I think officially all governments in the six party talks support a unified Korea without foreign intervention and we believe at some point time hopefully, unification will occur without any bloodshed, in a peaceful way and it’ll be as you said, an extension of South Korea. What do the Chinese or Japanese want out of this ? No. 1 ) A Korean peninsula that is free of nuclear weapons. The moment the peninsula has nuclear weapons, it’ll be targeted by the Russians, Chinese and any other country. And we cannot compete with them. So for our security, we do not want nuclear weapons, period. Let’s be very clear about that. No. 2 ) No weapons that are strategic offensive systems, that’ll be a threat to the regional powers. So you will have a very strong robust defensive army but not really longer term offensive capabilities. No.3) The foreign policy must be a little more balanced. Obviously, we are very close to the Americans now. I see no change happening in that policy at all. Over the longer time, once Korea is unified, we’ll have closer ties with the Chinese. It’s just a matter of time.

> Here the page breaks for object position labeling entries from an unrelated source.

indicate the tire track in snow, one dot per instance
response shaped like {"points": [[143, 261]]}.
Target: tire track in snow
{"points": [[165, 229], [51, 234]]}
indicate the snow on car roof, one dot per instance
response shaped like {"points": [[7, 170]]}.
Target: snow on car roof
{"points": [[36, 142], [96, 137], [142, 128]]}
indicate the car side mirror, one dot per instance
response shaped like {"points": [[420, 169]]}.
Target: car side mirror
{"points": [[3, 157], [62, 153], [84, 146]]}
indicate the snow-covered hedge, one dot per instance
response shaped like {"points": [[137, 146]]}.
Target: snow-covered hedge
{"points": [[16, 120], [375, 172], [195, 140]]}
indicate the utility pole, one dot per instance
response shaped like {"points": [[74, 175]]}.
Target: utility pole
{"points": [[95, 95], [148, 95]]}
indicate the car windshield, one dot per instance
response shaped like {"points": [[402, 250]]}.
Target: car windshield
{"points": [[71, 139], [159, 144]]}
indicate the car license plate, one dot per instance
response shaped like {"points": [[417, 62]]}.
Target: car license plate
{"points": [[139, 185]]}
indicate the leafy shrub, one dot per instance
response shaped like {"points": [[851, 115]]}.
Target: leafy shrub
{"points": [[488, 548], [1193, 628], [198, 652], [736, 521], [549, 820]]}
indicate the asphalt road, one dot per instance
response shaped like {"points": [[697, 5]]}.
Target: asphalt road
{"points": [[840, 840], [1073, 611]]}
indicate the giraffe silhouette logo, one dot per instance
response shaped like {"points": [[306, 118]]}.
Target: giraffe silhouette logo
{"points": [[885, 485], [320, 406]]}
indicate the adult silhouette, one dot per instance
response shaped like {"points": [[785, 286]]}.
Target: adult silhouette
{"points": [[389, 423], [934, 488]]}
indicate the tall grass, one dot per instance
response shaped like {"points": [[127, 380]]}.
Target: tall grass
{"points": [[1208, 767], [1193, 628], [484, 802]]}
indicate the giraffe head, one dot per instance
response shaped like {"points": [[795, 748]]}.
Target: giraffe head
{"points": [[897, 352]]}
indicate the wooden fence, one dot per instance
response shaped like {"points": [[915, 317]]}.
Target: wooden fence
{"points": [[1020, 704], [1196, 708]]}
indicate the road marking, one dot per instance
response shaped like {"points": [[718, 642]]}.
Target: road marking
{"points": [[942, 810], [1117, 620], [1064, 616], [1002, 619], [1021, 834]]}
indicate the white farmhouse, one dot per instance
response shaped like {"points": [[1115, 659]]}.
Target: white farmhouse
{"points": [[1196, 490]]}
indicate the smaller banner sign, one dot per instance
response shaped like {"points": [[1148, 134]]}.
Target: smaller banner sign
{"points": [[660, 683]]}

Would there be any rationale to have an American military presence in ROK once Korea is unified?

I think that’s something the leadership will have to decide at that point. If you look at the ground force structure, they have 28000 troops in South Korea today in defence against North Korea. Once Korea is unified, I think the rationale for maintaining ground troops will be a lot lower than it is today. At that point we’ll figure out what type of arrangement we will have with our American allies and what type of security platform we’ll have with the Chinese.

Let’s turn to Japan now. One of the factors that has in a way muddied the Asian waters, apart from uncertainty over China, is the outlook and orientation of the Shinzo Abe government. I know that South Korea shares the apprehension of many other countries including China about the reinterpretation of the Japanese constitution to allow the use of force outside. What’s your sense of where this greater nationalism in Japan will take them?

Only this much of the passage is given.